Restaurant information
- Established: January 2000; 26 years ago
- Owner: Woworks
- Previous owner: Downing Barber
- Food type: Tex-Mex
- Location: United States
- Other information: As of August 2023, there are 46 franchise agreements for Barberitos in the Southeastern US.
- Website: www.barberitos.com

= Barberitos =

Tex-mex restaurant chain

Barberitos is an American franchise restaurant chain of Mission burrito-inspired restaurants based in Athens, Georgia, United States. The company name is a portmanteau of founder Downing Barber's last name and burrito.

==History==
The idea of the restaurant developed when Downing Barber tried eating a healthy diet without a budget, while noticing a restaurant in Aspen, Colorado serving fresh food to customers.
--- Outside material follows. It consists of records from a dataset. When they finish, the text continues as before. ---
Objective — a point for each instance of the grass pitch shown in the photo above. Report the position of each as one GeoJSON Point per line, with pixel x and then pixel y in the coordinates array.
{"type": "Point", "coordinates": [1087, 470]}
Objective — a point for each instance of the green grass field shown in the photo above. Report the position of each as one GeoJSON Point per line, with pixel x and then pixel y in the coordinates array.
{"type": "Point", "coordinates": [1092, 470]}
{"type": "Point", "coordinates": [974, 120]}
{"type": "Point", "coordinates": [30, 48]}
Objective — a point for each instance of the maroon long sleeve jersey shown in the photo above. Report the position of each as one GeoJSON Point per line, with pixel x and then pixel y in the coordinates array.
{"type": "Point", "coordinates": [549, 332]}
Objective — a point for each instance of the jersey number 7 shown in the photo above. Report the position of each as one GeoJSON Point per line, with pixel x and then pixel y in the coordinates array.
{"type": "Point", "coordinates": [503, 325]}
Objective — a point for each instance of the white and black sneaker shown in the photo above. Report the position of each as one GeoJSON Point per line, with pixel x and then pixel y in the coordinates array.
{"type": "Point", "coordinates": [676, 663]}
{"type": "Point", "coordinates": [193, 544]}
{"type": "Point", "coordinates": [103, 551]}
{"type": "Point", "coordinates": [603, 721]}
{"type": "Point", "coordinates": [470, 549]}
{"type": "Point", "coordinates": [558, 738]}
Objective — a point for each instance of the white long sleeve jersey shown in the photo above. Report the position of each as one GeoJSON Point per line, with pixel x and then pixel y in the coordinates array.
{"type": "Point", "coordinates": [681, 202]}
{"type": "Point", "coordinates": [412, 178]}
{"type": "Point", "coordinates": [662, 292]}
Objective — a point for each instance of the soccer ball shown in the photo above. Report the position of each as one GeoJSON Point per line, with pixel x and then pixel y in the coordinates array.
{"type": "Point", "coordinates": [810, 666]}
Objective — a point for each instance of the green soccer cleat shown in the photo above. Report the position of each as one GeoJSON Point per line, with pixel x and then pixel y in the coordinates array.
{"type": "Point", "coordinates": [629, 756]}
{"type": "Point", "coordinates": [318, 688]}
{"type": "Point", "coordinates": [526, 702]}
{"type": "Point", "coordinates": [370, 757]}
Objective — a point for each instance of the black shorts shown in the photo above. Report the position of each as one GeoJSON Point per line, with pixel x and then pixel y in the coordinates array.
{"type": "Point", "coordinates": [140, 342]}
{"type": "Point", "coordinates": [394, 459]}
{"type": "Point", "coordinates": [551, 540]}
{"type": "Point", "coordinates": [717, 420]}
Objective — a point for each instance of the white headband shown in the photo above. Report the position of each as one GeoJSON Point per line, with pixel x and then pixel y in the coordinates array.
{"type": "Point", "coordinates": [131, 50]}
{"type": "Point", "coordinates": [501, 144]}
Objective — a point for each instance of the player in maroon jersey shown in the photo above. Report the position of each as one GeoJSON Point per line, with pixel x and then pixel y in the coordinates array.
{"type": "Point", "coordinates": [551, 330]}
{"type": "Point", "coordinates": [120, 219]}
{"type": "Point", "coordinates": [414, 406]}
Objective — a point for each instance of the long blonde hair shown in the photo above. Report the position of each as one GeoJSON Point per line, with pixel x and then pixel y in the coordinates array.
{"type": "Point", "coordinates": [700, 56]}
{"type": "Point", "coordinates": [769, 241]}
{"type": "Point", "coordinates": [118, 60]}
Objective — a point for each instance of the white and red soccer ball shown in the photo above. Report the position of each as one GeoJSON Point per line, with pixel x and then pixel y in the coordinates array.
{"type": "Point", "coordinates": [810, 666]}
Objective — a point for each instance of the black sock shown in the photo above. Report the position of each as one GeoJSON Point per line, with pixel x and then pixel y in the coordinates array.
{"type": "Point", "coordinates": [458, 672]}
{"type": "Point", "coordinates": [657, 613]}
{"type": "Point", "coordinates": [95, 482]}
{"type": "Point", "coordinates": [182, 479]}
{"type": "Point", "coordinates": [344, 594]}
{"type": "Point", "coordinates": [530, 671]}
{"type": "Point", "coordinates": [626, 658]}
The original Barberitos in downtown Athens opened in January 2000. The company struggled early on, but started to turn things around by 2010.

In 2019, NFL player and UGA alum David Pollack joined Barberitos as the brand's ambassador.

On February 20, 2020, Barberitos celebrated its 20th anniversary.

In May 2022, the company was acquired by Woworks.

==Franchises==
Franchising for the company began in 2002; as of August 2023, forty-six restaurants are operating through the Southeastern United States.

==Mascot==
The company mascot is Pepe, a grinning chili pepper wearing dark glasses and clutching a burrito.